Using machine learning, Rutgers researchers develop a "probability map" from databases that combines whale monitoring and environmental data
Researchers at Rutgers University-New Brunswick have developed an artificial intelligence (AI) tool that will help predict endangered whale habitat, guiding ships along the Atlantic coast to avoid them. The tool is designed to prevent deadly accidents and inform conservation strategies and responsible ocean development.
Using an AI-powered computer program that learns from patterns detected between two vast databases, the researchers said their method improved upon present abilities to monitor the ocean for the distribution of important marine species, such as the critically endangered North Atlantic right whale. North Atlantic right whales have been listed as endangered under the Endangered Species Act since 1970. There are approximately 370 individuals remaining, including about 70 reproductively active females, according to the U.S. National Oceanic and Atmospheric Administration.
The researchers' report was published in Nature Scientific Reports.
The effort was led by Ahmed Aziz Ezzat, an assistant professor in the Department of Industrial and Systems Engineering at the School of Engineering, and Josh Kohut, a professor in marine sciences who in January became dean of research at the School of Environmental and Biological Sciences. Ezzat leads a research group on applied machine learning for engineering and physical sciences. Jiaxiang Ji, the paper's first author and a doctoral student in the School of Engineering, contributed significantly to the project.
This is a demonstration of the power of employing AI methodologies to advance our ability to predict or estimate where these whales are.
Josh Kohut
Marine scientist, Dean of Research at the School of Environmental and Biological Sciences
Kohut likened the output of the program to what might be learned by tracking the movements of people in a house as well as determining whether there is food in the kitchen and a television set on in the den. Such factors might determine why people are where they are at certain times of the day. Detecting certain patterns, he said, conveys predictive power.
"With this program, we're correlating the position of a whale in the ocean with environmental conditions," Kohut said. "This allows us to become much more informed on decision making about where the whales might be. We can predict the time and location that represents a higher probability for whales to be around. This will enable us to implement different mitigation strategies to protect them."
Initially, the researchers sought to develop high-resolution models of the North Atlantic right whale presence to support responsible offshore wind farm development and operation. But they said the results have far broader implications and have made the details public as an addendum to their research paper.
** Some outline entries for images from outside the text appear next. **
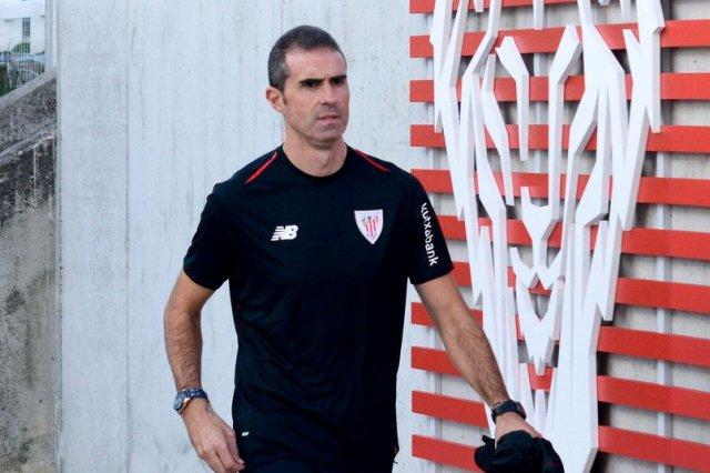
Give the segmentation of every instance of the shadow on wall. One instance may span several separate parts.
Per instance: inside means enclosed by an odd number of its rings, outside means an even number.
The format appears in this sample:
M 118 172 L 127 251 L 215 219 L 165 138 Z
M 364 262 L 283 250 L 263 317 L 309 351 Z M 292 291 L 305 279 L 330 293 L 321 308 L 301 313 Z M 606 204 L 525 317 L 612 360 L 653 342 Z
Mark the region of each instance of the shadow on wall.
M 0 471 L 57 470 L 55 77 L 0 98 Z

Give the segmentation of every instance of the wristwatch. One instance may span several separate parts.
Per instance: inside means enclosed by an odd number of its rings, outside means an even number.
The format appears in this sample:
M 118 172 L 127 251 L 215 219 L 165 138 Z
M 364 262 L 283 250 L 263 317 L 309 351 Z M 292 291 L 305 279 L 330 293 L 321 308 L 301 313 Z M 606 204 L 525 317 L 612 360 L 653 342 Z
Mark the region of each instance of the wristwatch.
M 210 399 L 207 397 L 207 393 L 205 393 L 202 388 L 187 388 L 180 391 L 175 395 L 175 401 L 173 401 L 173 409 L 176 413 L 182 414 L 182 411 L 185 409 L 187 403 L 195 397 L 202 397 L 207 402 L 210 401 Z
M 527 417 L 525 409 L 523 409 L 523 404 L 511 399 L 507 399 L 505 401 L 495 403 L 490 407 L 490 416 L 493 417 L 493 422 L 496 423 L 496 417 L 498 417 L 498 415 L 500 414 L 505 414 L 506 412 L 515 412 L 524 420 L 525 417 Z

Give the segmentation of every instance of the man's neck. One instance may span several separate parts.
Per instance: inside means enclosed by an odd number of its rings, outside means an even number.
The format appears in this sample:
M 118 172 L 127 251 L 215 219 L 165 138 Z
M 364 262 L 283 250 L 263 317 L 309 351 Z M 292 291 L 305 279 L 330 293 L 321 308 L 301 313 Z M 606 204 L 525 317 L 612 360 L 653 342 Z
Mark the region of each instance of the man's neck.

"These tools are valuable and would solidly benefit anyone engaged in the blue economy - including fishing, shipping and developing alternative forms of energy sustainably," Ezzat said. "This approach can support a wise and environmentally responsible use of these waters so that we achieve our economic objectives, and at the same time make sure that we cause minimal to no harm to the environmental habitat of these creatures."
Unlike typical computer programs, where instructions are explicitly written out, the machine-learning program employed by the researchers analyzed large data sets to discover patterns and relationships. As the AI program encountered more data, it adjusted its internal model to make better predictions or classifications.
"The outcome of the machine-learning model is basically a prediction of where and when you will have a higher likelihood of encountering a marine mammal," Ezzat said, describing what he characterized as a "probability map."
The information analyzed by the computer model includes all the underwater glider and satellite-based data collected by scientists at the Rutgers University Center for Ocean Observing Leadership dating back to 1992, when it was established by then assistant professor Scott Glenn, now a distinguished professor in the Department of Marine and Coastal Sciences. The analysis also included satellite data products made publicly available by the University of Delaware.
The underwater gliders are autonomous, torpedo-shaped vessels that zip along under the ocean surface of the mid-Atlantic coast. They are designed to measure many different aspects of seawater, including temperature, salinity, current strength and chlorophyll levels. The gliders also bounce sound waves off schools of fish to gauge their size and record the underwater calls of whales and other marine mammals, locating them in time and space. Satellite data includes measurements of sea surface temperature, water color, and fronts, among others.
"We've had the data but, until now, we've not been able to put the two sets - those detections of where the whales are, and what the environment is like at those places - together," Kohut said. "This is a demonstration of the power of employing AI methodologies to advance our ability to predict or estimate where these whales are."
Other Rutgers scientists on the study included: Laura Nazzaro, a lab manager in the Department of Marine and Coastal Sciences; and Jeeva Ramasamy, an undergraduate majoring in computer science.